CAPE TOWN, South Africa - Any appearance by Ivanhoe Mining's (IVN) Robert Friedland is considered an actionable event. So when he asked to speak at Mining Indaba in Cape Town, it caught a lot of attention, especially because the topic was "Ivanplats - Developing World Class Mining Assets in Africa."
As it turned out, all he would say about Ivanplats was that it was holding onto a "tier 1" discovery in the Northern Limb of South Africa's Bushveld Complex. He could offer no more than to say investors should await imminent announcements about the longed for detail.
Someone in the audience reminded Friedland that this was exactly what he had said four years ago.
Friedland batted back with aplomb saying his companies are "very Chinese in their thinking". "Chinese water torture takes a long time," he quipped before declaring that he was running away from further questions.
Friedland also talked up his operations in Katanga, saying it was the first new copper discovery in the D.R. Congo since 1906. He alluded to a unique ore body saying that there was no cobalt contamination although there was some silver.

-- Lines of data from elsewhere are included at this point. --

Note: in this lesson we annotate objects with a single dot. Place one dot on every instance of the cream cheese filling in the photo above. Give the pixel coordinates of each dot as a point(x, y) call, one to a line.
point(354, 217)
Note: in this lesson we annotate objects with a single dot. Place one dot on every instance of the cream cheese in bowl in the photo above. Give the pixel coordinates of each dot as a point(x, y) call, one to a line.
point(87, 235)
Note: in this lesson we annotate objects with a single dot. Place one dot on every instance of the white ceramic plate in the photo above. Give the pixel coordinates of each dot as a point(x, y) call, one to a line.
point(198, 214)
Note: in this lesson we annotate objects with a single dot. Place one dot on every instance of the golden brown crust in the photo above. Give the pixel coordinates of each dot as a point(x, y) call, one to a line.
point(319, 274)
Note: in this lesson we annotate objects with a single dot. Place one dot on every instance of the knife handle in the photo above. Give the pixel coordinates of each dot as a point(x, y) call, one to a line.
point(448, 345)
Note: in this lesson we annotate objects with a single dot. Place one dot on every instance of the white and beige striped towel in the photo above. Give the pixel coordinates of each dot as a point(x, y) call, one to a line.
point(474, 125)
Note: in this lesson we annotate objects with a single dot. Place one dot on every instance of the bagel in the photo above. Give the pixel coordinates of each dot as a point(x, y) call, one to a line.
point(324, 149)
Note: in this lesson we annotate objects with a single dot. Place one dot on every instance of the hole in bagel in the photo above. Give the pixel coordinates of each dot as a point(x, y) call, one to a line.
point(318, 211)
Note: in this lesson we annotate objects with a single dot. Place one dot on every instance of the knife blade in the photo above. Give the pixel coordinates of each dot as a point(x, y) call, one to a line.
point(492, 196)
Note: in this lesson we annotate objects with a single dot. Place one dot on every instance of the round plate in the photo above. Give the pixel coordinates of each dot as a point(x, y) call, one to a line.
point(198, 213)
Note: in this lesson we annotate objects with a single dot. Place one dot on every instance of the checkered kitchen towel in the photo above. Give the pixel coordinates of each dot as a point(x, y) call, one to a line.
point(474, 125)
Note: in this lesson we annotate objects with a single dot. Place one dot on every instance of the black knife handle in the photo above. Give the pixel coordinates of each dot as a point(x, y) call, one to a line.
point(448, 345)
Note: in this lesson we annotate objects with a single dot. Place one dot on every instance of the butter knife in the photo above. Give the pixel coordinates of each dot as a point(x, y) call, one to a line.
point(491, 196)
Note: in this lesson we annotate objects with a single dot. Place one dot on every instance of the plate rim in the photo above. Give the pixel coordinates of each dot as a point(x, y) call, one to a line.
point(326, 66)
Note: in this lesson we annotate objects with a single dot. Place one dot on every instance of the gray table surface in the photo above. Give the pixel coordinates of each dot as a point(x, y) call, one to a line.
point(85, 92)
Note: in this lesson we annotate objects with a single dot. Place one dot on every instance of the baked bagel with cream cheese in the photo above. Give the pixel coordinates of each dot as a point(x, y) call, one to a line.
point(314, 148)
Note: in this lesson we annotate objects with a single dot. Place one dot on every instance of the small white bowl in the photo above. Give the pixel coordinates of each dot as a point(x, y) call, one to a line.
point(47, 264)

Beyond that there was nothing beyond the usual flattery of the host continent as home to the world's greatest mineral endowment. Similar things have been heard from him about Mongolia where the Oyu Tolgoi project is being joint ventured with Rio Tinto.
He said that copper was becoming money again, following in the wake of coal and copper. Friedland suggested that these commodities would become ever more attractive to central banks and sovereign wealth funds as alternatives to debased currencies.
"Nobody can model the demand side of the equation. You don't have to figure it out every year. Increasing urbanization and population growth are a permanent trend."
Friendland recommends that investors stake their money on conductive metals because of that trend.
"Copper suffers some substitution with aluminium, but energy needs conductive metals. Copper is the most conductive metal apart from gold and silver, but they are rather expensive.
"Platinum and palladium are proxies for gold and have a very bright future", concluded Friedland, talking - as ever - to his book.